Sep 6, 2019
The world was large, larger not only than what we’d known before but larger than anything it had been before. And it was large in new ways. In the old Hieron, a big place was wide or it was tall. But we’d learned that this place was deep. We’d regularly find new creatures and cultures in the branches we already knew well. How could we trust that we had not missed something important in a place like this?
For the adventurous sort, those who followed in the footsteps of those who founded the modern University settlement, this was a plus. But for those whose task was to catalog, study, and explain the Rhizome, this was an ache that never dulled.
“It’s made setting up our beat desks that much harder,” said Marisol Sweetwater, then editor, now publisher of The New Current. “We have to constantly ask ourselves questions that back in Rosemerrow would’ve been given. What does ‘Local News’ mean in a place where a whole civilization can just show up under some giant petal you never flipped over?”
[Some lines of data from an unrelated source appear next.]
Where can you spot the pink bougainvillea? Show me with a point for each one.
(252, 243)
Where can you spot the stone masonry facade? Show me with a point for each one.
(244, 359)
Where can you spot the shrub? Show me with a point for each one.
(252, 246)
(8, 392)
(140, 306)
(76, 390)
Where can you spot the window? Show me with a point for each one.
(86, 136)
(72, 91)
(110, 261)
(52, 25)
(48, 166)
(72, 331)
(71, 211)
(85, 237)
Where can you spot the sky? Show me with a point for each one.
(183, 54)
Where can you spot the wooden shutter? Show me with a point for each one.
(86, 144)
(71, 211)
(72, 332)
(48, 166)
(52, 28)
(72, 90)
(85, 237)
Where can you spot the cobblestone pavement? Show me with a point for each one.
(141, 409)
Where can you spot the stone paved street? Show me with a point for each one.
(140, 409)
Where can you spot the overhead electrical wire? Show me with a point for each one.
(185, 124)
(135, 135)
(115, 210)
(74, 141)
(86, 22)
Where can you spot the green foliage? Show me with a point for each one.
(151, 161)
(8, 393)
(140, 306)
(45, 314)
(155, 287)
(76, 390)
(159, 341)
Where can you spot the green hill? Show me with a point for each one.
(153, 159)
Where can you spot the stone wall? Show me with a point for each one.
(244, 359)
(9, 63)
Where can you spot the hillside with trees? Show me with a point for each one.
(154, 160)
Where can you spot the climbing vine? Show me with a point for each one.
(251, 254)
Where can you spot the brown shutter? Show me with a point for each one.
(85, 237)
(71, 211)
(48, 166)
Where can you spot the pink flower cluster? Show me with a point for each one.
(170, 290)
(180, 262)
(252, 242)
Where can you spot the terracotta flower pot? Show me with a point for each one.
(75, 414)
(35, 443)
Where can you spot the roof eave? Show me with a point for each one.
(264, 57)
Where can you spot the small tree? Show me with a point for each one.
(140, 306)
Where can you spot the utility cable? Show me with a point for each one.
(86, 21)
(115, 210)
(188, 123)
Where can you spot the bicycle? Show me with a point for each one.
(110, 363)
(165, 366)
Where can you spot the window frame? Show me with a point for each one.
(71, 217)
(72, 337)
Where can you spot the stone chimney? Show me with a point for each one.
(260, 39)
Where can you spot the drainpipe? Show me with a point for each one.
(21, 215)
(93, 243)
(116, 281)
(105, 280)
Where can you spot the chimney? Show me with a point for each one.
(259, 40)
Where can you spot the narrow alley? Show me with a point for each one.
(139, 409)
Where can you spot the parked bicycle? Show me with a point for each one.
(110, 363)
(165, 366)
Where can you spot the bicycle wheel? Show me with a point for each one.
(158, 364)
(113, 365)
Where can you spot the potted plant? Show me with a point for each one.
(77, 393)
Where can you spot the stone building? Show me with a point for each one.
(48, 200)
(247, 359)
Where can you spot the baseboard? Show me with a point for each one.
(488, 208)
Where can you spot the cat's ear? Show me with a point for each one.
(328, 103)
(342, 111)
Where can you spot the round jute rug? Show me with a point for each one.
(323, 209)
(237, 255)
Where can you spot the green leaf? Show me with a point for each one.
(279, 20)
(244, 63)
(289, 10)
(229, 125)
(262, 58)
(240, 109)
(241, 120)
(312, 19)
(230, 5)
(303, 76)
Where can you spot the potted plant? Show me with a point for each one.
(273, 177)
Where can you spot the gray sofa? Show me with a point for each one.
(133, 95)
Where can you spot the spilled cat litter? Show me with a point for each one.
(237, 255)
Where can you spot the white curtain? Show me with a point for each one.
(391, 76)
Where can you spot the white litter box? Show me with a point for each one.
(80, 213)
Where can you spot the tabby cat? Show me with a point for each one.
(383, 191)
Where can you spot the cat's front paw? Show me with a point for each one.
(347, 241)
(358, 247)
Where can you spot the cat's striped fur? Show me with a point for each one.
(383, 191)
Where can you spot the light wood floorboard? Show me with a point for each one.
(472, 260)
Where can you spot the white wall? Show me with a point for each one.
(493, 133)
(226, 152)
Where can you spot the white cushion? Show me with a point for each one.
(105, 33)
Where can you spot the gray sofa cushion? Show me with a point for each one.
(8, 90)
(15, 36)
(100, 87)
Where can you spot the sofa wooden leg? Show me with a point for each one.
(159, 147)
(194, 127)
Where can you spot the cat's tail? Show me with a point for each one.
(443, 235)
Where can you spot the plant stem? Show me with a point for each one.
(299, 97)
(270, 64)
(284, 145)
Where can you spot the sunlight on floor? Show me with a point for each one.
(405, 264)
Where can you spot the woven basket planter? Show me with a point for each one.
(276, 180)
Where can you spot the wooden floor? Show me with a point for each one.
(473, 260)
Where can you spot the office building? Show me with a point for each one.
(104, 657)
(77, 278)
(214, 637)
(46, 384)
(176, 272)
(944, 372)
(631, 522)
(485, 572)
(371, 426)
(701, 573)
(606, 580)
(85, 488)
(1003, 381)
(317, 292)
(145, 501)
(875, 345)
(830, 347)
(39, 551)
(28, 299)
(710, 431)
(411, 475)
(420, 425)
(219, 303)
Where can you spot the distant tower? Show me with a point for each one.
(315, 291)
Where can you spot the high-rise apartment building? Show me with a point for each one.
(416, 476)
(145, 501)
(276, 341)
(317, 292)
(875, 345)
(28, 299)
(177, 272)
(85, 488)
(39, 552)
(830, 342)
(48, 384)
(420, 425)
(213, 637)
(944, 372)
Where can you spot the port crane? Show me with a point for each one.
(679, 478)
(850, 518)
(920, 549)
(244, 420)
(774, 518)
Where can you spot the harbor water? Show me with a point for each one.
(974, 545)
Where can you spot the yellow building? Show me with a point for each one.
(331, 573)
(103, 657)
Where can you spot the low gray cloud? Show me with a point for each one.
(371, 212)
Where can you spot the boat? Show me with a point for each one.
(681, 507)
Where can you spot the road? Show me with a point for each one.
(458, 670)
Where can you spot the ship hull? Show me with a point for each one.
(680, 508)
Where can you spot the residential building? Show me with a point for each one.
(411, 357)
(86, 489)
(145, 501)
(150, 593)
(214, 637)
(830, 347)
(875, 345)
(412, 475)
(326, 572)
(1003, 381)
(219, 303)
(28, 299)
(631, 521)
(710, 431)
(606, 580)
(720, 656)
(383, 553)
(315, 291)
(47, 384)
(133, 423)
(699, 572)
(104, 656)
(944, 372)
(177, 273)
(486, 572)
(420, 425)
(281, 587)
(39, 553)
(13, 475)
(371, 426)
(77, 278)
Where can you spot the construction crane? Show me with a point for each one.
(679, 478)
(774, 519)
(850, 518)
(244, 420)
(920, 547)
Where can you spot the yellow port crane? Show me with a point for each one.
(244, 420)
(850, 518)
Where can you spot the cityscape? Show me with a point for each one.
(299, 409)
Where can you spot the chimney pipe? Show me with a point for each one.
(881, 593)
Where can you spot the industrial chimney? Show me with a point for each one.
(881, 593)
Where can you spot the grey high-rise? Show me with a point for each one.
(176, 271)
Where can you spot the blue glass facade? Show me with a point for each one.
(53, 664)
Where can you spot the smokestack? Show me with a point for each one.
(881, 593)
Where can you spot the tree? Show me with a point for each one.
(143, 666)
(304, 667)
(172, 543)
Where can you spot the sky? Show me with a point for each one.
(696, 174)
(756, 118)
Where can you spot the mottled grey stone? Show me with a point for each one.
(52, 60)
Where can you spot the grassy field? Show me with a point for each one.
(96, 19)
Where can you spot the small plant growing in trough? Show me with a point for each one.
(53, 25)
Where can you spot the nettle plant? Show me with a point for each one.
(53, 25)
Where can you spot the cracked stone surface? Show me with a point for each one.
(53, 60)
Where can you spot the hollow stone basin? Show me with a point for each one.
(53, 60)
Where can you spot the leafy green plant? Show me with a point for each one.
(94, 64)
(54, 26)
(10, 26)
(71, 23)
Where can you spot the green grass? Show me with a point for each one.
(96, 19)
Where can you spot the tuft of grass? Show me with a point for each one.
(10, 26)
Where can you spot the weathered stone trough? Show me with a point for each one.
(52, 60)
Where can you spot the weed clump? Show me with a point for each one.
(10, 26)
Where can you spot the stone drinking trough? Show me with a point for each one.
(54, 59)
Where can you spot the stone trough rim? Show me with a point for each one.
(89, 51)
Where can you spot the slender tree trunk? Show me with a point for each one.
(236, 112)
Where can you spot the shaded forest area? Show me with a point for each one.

The Rhizome was not simply vast, it was vasting, endlessly growing. And in the face of that, stability became the chief, communal referent. Even those who prefered the world this way, who were eager to turn leaves over for the rest of their lives, had their own exploits reframed in the popular rhetoric of cataloguing and mastery. One might take to the long branch to explore, but when their stories reached home, it was as proof that the Rhizome could be explored—routed, mapped, finally put to rest.
Who knows why the discourse shifted like this. Some suggest it’s because of a generic fear of the unknown. Maybe it was because it was what we already knew. Or, perhaps, it was because deep down we knew that there was only one way left for us to “settle” the world and make it knowable again, and we feared that possibility as much as we desired it.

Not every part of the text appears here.